Three days after the storm hit, Heritage Plastics Inc. owner Carl Allen still was trying to measure the impact of Hurricane Katrina on his firm's compounding plant in Picayune, Miss.
``The eye of the storm came right over our plant,'' Allen said by phone Sept. 1. ``A big part of our roof was ripped off, and the power company says we might not have electricity for two weeks.
``Our production equipment wasn't affected, but we took a lot of damage to our office and inventory areas. The town of Picayune is just devastated.''
Allen drove to the site from the Dallas area, about eight hours away, arriving in the early morning hours of Aug. 29.
``I'm on the highway and I'm the only one going east,'' he said. ``On the other side, it was solid traffic heading west.''
The storm hit about 6 a.m., leaving Allen to ride it out - along with three employees, an employee's husband and a friend who made the trip with him - in a hurricane shelter underneath a docking area at one of the two 110,000-square-foot buildings Heritage occupies in Picayune.
Before entering the shelter, Allen had what he called ``a Dorothy moment'' inside the plant. ``Part of the roof had come off and the wind was throwing these 60-pound wooden pallets around like they were paper plates,'' he said. ``Then [the pallets] just disappeared.''
One of the employees had come to the site with her husband after fleeing their home in Slidell, La. Allen said the couple ``didn't know where else to go'' and later learned their house had been destroyed.
Allen and his group watched coverage of the storm on a battery-operated television, but their hours spent in the 140-square-foot shelter were far from easy.
``We didn't get any rain in there, but we heard the plywood blow off the outside,'' he said. ``I was thinking, `What am I doing here? I've got kids at home.' ''
The eye of the storm brought calm that lasted for about an hour, until the rain resumed at a lesser intensity. By 4 p.m., Allen was able to venture out and drive south on Route 59.
``There were trees down all over the place, in both directions,'' he said. ``We were literally driving from side to side and driving in the median to avoid the trees. I was in awe of the devastation.''
Allen later learned a gas station he drove by while on that ride exploded several minutes later because of a gas leak.
Damage to the Heritage plant was estimated ``in the millions,'' but Allen said most of that amount will be covered by insurance. In the meantime, he's working to obtain a pair of large generators that will allow the plant to operate at about 40 percent of capacity to meet customer orders.

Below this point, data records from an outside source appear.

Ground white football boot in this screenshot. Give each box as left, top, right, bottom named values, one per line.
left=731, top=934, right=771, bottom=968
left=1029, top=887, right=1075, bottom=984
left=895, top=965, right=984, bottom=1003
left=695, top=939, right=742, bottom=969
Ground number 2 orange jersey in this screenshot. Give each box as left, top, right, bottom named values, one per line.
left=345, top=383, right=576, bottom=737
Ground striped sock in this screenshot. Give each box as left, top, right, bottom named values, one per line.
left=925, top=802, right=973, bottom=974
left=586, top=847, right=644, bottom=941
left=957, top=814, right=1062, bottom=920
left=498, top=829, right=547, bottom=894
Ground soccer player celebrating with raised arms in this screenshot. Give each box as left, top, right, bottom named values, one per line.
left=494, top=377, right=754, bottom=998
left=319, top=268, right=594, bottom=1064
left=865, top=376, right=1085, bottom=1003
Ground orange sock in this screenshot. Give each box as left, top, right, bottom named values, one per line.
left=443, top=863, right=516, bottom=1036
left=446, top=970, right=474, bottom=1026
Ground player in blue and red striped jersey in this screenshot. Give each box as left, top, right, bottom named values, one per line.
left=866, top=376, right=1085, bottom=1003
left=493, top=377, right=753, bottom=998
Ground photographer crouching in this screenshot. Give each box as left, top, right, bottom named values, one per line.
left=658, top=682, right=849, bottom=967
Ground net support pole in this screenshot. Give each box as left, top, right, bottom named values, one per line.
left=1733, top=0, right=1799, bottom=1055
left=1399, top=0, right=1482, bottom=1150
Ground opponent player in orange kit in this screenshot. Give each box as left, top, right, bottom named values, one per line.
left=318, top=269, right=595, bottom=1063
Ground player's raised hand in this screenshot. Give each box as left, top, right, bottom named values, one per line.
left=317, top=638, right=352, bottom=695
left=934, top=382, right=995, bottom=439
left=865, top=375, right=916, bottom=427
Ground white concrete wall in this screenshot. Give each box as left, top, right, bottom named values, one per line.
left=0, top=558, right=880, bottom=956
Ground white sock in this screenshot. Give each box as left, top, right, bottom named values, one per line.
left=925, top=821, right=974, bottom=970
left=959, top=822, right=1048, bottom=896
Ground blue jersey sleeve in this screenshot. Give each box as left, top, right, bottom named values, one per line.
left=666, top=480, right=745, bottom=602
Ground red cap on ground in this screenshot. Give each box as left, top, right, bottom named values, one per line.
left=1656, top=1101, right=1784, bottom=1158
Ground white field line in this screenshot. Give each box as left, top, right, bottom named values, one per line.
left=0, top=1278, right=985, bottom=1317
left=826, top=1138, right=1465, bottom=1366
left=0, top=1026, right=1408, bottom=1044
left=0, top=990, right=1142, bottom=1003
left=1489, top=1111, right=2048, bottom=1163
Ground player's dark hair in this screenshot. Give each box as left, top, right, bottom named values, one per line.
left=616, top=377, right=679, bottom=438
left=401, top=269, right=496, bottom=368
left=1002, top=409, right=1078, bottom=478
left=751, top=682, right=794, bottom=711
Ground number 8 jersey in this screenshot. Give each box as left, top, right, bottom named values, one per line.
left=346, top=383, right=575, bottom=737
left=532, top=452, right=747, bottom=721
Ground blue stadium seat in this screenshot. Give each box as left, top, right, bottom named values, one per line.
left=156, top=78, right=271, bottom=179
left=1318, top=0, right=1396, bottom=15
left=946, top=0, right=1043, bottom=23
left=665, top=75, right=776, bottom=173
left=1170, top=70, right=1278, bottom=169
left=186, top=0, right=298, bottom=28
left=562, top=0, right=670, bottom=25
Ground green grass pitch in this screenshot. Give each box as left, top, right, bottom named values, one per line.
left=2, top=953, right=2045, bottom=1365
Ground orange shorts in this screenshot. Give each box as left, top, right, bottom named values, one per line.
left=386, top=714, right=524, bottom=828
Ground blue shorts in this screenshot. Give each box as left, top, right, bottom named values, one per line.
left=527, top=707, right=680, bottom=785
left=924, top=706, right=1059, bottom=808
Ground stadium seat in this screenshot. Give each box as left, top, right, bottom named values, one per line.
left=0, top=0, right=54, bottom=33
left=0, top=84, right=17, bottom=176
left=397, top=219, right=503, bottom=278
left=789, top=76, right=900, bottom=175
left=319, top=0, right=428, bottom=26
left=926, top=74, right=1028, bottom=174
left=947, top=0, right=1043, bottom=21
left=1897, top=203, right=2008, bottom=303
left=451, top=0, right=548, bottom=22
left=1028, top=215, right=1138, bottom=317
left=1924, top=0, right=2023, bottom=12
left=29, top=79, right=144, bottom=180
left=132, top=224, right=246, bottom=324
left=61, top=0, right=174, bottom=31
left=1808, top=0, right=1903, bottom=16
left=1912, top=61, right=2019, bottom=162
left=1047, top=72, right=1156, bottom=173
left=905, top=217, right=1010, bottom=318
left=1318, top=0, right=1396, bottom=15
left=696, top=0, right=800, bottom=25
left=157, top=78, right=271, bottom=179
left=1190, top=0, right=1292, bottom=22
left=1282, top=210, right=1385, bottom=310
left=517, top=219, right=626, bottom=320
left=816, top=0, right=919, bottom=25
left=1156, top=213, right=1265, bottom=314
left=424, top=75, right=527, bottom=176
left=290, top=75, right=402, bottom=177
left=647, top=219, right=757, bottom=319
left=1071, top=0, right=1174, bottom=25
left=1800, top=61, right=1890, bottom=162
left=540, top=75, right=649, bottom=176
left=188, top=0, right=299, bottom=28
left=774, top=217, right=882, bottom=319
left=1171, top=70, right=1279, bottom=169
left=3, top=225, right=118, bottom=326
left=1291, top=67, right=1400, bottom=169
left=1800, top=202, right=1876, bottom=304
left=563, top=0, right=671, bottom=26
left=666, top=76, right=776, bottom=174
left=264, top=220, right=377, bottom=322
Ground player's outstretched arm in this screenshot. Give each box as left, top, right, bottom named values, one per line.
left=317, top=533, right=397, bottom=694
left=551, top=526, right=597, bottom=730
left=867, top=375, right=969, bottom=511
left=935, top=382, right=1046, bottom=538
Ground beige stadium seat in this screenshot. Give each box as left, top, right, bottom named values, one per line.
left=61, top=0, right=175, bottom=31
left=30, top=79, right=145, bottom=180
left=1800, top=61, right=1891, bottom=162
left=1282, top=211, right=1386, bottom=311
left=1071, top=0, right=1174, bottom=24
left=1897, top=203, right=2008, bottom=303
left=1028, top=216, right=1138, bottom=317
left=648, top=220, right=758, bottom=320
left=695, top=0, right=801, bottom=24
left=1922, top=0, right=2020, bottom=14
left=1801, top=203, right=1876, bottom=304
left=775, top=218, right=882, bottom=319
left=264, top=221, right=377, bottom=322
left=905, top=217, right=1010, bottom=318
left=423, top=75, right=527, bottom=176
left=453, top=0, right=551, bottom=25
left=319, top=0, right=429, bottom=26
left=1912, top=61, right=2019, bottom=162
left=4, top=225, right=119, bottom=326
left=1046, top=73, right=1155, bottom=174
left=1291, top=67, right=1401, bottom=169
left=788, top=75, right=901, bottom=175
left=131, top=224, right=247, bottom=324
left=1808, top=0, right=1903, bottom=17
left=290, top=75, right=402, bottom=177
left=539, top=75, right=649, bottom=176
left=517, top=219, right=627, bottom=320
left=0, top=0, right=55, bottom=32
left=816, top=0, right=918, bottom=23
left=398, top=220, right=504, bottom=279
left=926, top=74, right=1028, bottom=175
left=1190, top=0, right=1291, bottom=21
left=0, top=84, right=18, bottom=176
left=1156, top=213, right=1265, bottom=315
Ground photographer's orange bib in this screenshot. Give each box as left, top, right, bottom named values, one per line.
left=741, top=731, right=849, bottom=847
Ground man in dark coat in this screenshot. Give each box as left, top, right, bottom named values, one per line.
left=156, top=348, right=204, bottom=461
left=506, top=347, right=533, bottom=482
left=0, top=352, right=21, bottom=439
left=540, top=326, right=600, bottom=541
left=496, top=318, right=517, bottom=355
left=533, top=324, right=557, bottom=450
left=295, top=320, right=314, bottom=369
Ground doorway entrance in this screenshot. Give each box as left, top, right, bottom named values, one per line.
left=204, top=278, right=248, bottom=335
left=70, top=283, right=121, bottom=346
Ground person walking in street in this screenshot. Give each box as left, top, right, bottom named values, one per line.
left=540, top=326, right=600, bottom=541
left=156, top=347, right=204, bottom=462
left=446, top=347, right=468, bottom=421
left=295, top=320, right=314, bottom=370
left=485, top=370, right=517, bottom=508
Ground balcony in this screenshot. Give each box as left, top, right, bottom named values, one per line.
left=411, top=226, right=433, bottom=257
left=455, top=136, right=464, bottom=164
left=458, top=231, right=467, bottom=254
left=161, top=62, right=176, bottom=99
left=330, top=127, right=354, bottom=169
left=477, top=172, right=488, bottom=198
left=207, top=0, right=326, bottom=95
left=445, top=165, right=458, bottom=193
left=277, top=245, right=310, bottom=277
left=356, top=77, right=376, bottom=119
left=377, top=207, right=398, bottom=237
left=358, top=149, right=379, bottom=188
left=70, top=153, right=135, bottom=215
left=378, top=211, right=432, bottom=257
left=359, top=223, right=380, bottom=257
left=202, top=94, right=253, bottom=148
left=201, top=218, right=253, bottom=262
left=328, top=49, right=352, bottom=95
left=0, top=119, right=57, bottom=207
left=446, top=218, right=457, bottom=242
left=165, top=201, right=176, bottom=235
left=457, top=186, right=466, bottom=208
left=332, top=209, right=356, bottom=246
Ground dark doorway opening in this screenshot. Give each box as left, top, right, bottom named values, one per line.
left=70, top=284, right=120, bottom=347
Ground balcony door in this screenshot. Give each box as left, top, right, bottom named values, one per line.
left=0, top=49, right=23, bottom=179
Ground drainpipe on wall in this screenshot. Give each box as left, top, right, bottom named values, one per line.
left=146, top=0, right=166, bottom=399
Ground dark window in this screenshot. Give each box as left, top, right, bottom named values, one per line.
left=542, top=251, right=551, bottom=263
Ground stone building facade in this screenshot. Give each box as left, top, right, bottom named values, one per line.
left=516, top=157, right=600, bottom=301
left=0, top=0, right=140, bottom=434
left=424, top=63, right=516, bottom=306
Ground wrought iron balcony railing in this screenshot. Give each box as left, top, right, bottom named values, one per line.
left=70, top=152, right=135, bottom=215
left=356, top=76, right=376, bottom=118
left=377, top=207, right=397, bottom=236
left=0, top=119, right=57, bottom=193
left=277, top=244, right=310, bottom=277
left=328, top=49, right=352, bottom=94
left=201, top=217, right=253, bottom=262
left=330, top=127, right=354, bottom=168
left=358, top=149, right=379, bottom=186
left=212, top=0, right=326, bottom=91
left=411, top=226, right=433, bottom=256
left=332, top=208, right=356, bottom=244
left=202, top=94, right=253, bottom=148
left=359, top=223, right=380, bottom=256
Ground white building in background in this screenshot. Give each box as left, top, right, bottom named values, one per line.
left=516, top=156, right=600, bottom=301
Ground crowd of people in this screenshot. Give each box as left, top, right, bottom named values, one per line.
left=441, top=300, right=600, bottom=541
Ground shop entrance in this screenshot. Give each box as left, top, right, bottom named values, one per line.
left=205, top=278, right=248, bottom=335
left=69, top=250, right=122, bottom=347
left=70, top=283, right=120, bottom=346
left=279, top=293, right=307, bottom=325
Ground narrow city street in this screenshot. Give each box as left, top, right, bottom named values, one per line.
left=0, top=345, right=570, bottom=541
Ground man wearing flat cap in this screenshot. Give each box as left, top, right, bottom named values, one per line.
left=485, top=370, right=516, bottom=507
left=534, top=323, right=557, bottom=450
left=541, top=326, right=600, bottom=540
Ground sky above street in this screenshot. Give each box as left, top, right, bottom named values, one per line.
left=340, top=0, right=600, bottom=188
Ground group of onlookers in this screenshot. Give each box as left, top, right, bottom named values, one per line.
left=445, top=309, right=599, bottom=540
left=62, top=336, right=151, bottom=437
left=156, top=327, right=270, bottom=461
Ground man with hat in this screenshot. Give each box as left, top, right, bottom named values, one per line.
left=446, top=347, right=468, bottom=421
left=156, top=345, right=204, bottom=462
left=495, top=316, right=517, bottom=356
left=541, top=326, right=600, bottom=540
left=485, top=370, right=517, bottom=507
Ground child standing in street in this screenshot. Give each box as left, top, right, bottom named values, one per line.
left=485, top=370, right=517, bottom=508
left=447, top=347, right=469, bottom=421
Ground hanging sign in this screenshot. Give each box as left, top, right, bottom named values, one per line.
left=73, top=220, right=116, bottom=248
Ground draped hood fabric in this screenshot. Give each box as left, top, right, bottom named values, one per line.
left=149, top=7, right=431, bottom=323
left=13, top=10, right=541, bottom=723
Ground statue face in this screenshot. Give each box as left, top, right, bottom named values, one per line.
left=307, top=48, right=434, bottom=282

Heritage operates about 300 million pounds of polyolefin compounding capacity in Picayune.
Allen estimates 25 of Heritage's 200 employees ``lost everything'' in the storm. Employees from a Heritage Bag Co. plant in Tupelo, Miss. - run by Heritage Plastics' sister firm - were driving supplies to Picayune.
The Tupelo employees ``are bringing in water, food, batteries - whatever they might need'' to Picayune, Allen said.